Namun, sorotan tak berhenti pada pihak pengembang.
Dinas Pertanian Kabupaten Gowa juga dianggap gagal menjalankan fungsinya sebagai pengawas.
Banyak pihak menilai institusi tersebut justru abai terhadap pelanggaran di lapangan.
Dinas Pertanian seharusnya jadi barikade pertama membela petani, bukan malah ikut arus pengembang, kata Haeruddin, Humas INAKOR Gowa.
Sikap diam mereka mencederai kepercayaan publik, dan memperlemah legitimasi kelembagaan.
Tak luput dari kritik adalah DPRD Kabupaten Gowa, yang memiliki fungsi pengawasan terhadap proyek strategis daerah.
Ketika lembaga legislatif pun bungkam, menurut Haeruddin, rakyat hanya bisa menghadapi ketidakadilan sendirian.

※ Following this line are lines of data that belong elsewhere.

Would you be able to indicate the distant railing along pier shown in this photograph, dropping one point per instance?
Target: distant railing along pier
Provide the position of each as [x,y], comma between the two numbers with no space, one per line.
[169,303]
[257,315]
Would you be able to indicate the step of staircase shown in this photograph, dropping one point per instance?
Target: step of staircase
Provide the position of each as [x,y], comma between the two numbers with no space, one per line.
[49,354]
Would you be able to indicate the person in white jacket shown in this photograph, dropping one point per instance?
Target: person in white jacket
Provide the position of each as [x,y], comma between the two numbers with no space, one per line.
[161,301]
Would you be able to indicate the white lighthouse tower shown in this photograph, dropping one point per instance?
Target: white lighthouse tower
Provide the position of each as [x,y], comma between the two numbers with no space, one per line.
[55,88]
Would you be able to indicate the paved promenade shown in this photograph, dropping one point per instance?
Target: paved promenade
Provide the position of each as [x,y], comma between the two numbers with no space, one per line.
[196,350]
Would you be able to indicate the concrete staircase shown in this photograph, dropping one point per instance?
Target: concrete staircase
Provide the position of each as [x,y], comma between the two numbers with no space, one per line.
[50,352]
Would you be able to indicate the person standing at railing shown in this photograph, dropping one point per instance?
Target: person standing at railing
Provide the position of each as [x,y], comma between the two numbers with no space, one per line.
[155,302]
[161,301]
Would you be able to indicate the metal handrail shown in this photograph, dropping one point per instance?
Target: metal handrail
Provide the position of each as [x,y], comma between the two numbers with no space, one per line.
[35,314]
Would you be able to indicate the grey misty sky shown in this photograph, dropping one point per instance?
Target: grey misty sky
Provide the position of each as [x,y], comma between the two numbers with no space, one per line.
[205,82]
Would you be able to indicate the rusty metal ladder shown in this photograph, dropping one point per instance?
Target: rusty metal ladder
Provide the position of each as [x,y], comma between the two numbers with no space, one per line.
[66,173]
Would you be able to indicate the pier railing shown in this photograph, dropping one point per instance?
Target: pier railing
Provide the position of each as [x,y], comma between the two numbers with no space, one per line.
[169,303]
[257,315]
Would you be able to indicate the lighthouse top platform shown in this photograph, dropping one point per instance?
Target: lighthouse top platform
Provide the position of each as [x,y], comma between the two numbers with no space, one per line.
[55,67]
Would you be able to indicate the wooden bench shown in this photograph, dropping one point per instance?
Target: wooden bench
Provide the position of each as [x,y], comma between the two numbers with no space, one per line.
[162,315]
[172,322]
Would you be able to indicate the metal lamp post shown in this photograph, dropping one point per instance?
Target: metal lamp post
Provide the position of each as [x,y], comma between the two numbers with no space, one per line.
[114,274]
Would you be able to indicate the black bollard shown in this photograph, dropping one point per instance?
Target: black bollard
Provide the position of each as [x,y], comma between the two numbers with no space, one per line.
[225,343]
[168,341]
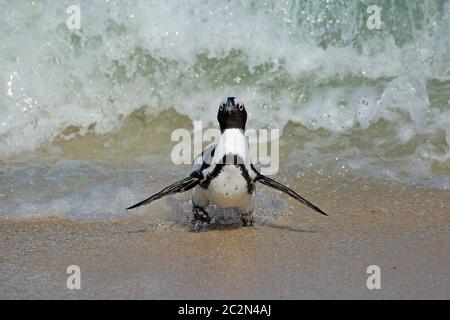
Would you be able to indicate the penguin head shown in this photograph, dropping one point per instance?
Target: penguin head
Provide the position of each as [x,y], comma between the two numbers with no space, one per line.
[231,114]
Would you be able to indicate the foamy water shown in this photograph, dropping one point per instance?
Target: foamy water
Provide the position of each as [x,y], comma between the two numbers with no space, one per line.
[369,102]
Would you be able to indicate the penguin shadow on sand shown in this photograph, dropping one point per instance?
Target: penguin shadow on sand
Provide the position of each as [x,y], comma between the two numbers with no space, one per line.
[268,212]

Kalau fungsi kontrol legislatif lumpuh, dan eksekutif juga diam, rakyat dibiarkan berhadapan langsung dengan kekuasaan yang tak berpihak. Sawah bisa hilang, tapi yang lebih berbahaya adalah hilangnya fungsi negara.
Ia menegaskan bahwa pembangunan yang mengorbankan kepentingan rakyat kecil tidak hanya cacat secara moral, tapi juga memperlihatkan rapuhnya sistem tata kelola daerah.
Ini bukan sekadar soal irigasi yang tertimbun. Ini soal hak hidup petani, keadilan ruang, dan tanggung jawab negara. Kalau negara memilih diam, maka negara ikut dalam pembiaran, pungkasnya.